Dodatkowo wkurzyła mnie znajoma, która udaje, że nic się nie dzieje. Jak pytam o co chodzi to mówi, że nic się nie stało. A ja (i nie tylko, bo inni znajomi też) widzę, że coś jest nie tak. Po tekście "widzę więcej niż myślisz i nie lubię jak ludzie robią ze mnie idiotę" olała mnie i do tej pory się nie odzywa. No to łaski bez, nie będę się nadstawiać skoro nie zależy jej na tej długoletniej znajomości...
Notarialna, wątpi e, że to pech do ludzi, raczej zastanowiłabym się nad własnym zachowaniem...
oj mnie momentami też ludzie wkurzają, zwłaszcza właśnie taką postawą roszczeniową 👿 Mój sposób na odmowę jest prosty - jak ktoś wymaga ode mnie czegoś, czego nie powinien to po prostu pół żartem mówię, że chyba się komuś w głowie poprzewracało albo coś w ten deseń. Niby żartobliwie i bez wyrzutu ale jednak jakieś granice trzeba postawić. Ostatnio w ogóle staram się do ludzi nie przywiązywać bo męczy mnie moment znajomości, kiedy pojawiają się jakieś zobowiązania. Ogólnie wolę mieć dużo znajomych ale nie za bliskich.

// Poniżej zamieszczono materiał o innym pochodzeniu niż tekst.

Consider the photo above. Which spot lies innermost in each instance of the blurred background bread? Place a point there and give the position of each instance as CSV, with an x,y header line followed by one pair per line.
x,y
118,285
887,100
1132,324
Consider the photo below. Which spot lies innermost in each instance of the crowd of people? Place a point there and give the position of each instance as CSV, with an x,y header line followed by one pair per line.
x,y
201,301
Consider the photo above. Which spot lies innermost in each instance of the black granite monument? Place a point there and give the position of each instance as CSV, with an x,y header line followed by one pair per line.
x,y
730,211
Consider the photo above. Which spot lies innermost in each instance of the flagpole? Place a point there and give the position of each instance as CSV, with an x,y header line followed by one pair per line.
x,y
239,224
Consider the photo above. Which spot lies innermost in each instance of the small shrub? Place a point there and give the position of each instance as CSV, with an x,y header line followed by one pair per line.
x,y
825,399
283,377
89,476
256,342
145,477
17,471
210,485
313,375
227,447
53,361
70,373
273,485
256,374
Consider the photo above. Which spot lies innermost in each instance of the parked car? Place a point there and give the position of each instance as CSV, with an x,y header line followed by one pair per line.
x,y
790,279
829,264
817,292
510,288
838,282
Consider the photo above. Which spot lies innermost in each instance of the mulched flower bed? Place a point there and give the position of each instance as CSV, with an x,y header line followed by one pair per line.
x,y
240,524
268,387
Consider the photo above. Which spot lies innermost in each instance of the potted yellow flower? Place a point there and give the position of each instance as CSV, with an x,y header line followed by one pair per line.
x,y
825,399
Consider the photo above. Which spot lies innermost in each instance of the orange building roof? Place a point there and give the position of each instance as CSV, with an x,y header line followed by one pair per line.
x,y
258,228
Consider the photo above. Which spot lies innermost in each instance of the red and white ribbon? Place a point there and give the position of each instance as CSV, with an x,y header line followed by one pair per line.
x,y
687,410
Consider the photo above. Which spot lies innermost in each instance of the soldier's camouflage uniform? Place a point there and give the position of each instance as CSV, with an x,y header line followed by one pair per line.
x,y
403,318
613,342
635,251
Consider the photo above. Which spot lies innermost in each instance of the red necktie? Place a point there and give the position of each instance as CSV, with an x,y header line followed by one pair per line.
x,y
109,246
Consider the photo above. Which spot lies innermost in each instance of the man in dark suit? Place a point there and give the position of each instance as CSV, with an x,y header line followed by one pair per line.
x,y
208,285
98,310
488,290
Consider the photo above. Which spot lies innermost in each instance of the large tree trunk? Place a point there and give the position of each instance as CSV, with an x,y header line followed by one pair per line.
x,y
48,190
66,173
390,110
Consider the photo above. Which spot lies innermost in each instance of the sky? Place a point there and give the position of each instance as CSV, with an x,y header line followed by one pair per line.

A jeśli już narzekam to co sobie będę żałować... Wkurzają mnie ludzie, którym wydaje się, że pozjadali wszystkie rozumy. Jeśli ktoś faktycznie ma coś do powiedzenia to zawsze chętnie go wysłucham bo lubię dowiadywać się czegoś nowego, ale denerwuje mnie jak ktoś kto nie jest w jakimś temacie bardziej kompetentny ode mnie próbuje mi dawać rady i patrzeć na mnie z góry. Ogólnie wkurzają mnie ludzie przemądrzali, a że ostatnio niestety mam z taką osobą styczność to po prostu mnie nosi na sam jej widok 😤
Odnośnie roszczeniowej postawy- właśnie moja kochana grupa na uczelni zawiadomiła mnie, że muszę im jutro rano zrobić wpisy z przedmiotu, z którego wpisy mieliśmy 2 tygodnie temu tylko połowie nie chciało się na nie przyjść 😵 Super, a i tak muszę być na uczelni o 14, więc sobie posiedzę i poczekam cały dzień 🙄
Strzyga, No tak, bo przecież mnie taaaaak znasz, że wiesz o mnie wszystko. Nie interesuje mnie twoje zdanie. Sorry.
Notarialna, strasznie dużo w Tobie agresji. Jak przestaniesz mieć pretensje do całego świata, może świat stanie asię dla Ciebie przyjaźniejszym miejscem.
A czy to tak trudno zrozumieć, że nie lubię cwaniactwa i włażenia na głowę? Bo w tych przypadkach (no wow, 3 przypadki to przecież tłum!) to akurat było cwaniakowanie, rżnięcie głupa i jawne obrażanie mnie i moich bliskich. A ja nie mam w zwyczaju chować po kątach problemów. Jak nie pasuje to nara.
Jak się tak odnosisz do ludzi i rzucasz się im do aorty na każdą krytyczną uwagę to nic dziwnego, że mają cię za chama. Ale podobno nie obchodzi cię zdanie innych, więc po co ta szopka? Jakbyś mogła, to pobiłabyś ludzi przez monitor komputera. Opanuj się dziewczyno, bo to niepokojące. Nie dziwię się tej koleżance, że nie ma ochoty z tobą rozmawiać. Przez głupie literki na monitorze sprawiasz niesamowicie antypatyczne wrażenie.
No to masz złe wrażenie. 😉
Nie obchodzi mnie zdanie konkretnych ludzi - nie wszystkich.